La parola chiave che percorre invece la
seconda parte del suo intervento è Fedeltà, declinata nel doppio risvolto della
fedeltà al cielo e alla terra; all’Escaton e all’Incarnazione, al
vivere concreto con tutte le contraddizioni, al volto singolo che sta nella
luce del Dio unico in Cristo; all’umano e al più che umano; all’espressività
concettuale-discorsiva e a quella non verbale.
Fotografia
di Marinella Azzoni |
Queste parole ci riportano sicuramente
alle problematiche che come insegnanti viviamo ogni giorno nelle nostre scuole.
Solo concependo l’aula come luogo di incontro e di vita insieme
allora l’educazione e l’insegnamento possono assumere contorni meglio definiti.

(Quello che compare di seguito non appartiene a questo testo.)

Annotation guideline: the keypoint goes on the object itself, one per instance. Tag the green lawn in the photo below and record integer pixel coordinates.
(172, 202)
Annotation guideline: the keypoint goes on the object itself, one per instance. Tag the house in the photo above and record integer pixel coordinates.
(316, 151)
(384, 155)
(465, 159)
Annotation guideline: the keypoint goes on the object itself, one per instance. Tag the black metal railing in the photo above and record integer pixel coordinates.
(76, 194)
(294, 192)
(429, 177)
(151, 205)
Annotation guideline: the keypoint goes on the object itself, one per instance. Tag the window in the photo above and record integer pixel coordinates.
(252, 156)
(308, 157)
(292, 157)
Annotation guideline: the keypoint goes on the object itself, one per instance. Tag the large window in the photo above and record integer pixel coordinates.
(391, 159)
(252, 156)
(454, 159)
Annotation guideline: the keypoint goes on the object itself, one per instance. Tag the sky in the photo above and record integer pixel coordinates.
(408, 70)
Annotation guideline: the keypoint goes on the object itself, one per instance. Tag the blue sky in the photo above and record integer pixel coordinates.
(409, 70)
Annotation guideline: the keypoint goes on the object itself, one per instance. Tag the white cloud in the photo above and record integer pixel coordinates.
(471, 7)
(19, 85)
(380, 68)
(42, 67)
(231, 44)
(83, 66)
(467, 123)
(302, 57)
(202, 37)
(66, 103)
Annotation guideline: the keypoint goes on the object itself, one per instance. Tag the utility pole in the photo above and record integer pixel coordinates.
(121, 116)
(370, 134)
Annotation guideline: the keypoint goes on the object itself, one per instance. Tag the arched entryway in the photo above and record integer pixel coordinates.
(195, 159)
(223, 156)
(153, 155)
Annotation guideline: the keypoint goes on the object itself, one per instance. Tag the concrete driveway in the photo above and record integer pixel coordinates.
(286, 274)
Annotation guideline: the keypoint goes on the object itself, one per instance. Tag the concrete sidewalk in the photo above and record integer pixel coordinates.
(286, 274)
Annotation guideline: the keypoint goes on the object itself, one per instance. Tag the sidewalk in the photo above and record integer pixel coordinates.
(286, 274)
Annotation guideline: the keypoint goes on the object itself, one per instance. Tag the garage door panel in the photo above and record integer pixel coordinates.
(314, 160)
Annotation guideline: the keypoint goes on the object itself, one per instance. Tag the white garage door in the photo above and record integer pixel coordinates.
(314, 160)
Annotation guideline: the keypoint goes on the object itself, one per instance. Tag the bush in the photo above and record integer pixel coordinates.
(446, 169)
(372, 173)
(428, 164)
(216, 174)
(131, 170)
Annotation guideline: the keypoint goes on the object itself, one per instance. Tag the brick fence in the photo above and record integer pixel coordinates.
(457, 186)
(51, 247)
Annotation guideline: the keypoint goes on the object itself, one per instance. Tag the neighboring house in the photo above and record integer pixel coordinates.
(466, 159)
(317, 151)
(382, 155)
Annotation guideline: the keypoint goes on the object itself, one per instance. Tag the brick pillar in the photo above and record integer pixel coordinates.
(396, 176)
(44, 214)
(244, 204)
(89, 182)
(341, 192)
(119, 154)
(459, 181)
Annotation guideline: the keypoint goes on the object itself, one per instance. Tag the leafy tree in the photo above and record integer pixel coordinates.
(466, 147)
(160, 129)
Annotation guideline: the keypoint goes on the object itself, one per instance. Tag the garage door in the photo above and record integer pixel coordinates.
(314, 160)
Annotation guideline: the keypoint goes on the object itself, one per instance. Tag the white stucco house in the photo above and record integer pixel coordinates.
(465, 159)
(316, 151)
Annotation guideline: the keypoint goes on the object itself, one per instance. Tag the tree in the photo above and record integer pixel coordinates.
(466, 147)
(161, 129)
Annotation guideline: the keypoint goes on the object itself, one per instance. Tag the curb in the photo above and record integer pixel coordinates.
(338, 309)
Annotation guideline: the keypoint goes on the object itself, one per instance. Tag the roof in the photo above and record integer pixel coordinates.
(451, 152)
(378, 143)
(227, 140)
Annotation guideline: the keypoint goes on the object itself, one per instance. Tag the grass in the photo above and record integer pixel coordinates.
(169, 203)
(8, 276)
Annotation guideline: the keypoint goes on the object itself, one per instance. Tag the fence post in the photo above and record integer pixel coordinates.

Oggi più che mai è necessario compiere questo passaggio, soprattutto di fronte
ad una didattica che punta sempre di più sul sapere ma accompagnato al saper
fare e al saper essere.
In conclusione, cosa può dire Don
Lorenzo all’uomo di oggi?
Prima di tutto Don Antonio ci ricorda
che è assurdo copiare o, peggio, fotocopiare la sua immagine. Don Milani
è riuscito a tenere gli occhi e il cuore aperto su Dio che si fa uomo,
dimostrando di avere la prontezza e il coraggio libero e umile di scrutare i
segni dei tempi.
L’uomo di oggi, sulla scia dei semi
gettati da coloro che hanno saputo cogliere i cambiamenti della storia, ha
bisogno di ritrovare quel coraggio capace di farci tornare ad essere, di nuovo
e ancora, sentinelle del mattino.
Gli appunti
presentano i seguenti titoli: Una ripresa del seme gettato da Don Milani,
Rapallo 6 febbraio 2003; e I sentieri tracciati da Don Milani Rapallo 21
febbraio 2003.
Cara Martina, ho riletto il tuo post del 16.4.14 e con vivo interesse questo tuo ultimo su don Balletto e don Milani, “uomini fuori dal comune e anticipatori”. Sento profondamente il “c’è chi semina e chi raccoglie”. Io ho raccolto molto dai miei “maestri”, sia quelli da me incontrati de visu (amo citare almeno d. G. Girardi, d. Lutte…), sia quelli con cui ho dialogato e dialogo spiritualmente, al di là del tempo e dello spazio (Mounier, Péguy, Freire, don Milani…), sia tanti amici e tanti miei allievi (di Biella e di Albenga) e non ultimi, da quando sono in pensione, gli amici “migranti” ai quali cerco di insegnare l’italiano, ben sapendo che in-segnare è anche imparare e che i nuovi ragazzi di don Milani sono proprio i migranti (cfr. E. Affinati, L’uomo del futuro. Sulle strade di Don Lorenzo Milani). Quanto al mio seminare, il mio piccolo “canto di riconoscenza”, è bene che siano altri a dire se qualcosa è germinato. Condivido infine le tue riflessioni dell’aula come luogo di incontro e di vita insieme: così vuole essere la nostra scuola “Migrantes” che cerca di interpretare liberamente lo spirito di don Milani, senza scimmiottarlo come giustamente sottolinei, ed in particolare il ruolo profetico del docente da lui splendidamente descritto: “La scuola siede fra il passato e il futuro e deve averli presenti entrambi. E’ l’arte delicata di condurre i ragazzi su un filo di rasoio: da un lato formare in loro il senso della legalità […], dall’altro la volontà di leggi migliori cioè il senso politico […]. E allora il maestro deve essere per quanto può profeta, scrutare “i segni dei tempi”, indovinare negli occhi dei ragazzi le cose belle che essi vedranno chiare domani e che noi vediamo solo in confuso” (Lettere di don Milani priore di Barbiana, Mi, Mondadori,1970, p. 222-223). Grazie, cara Martina.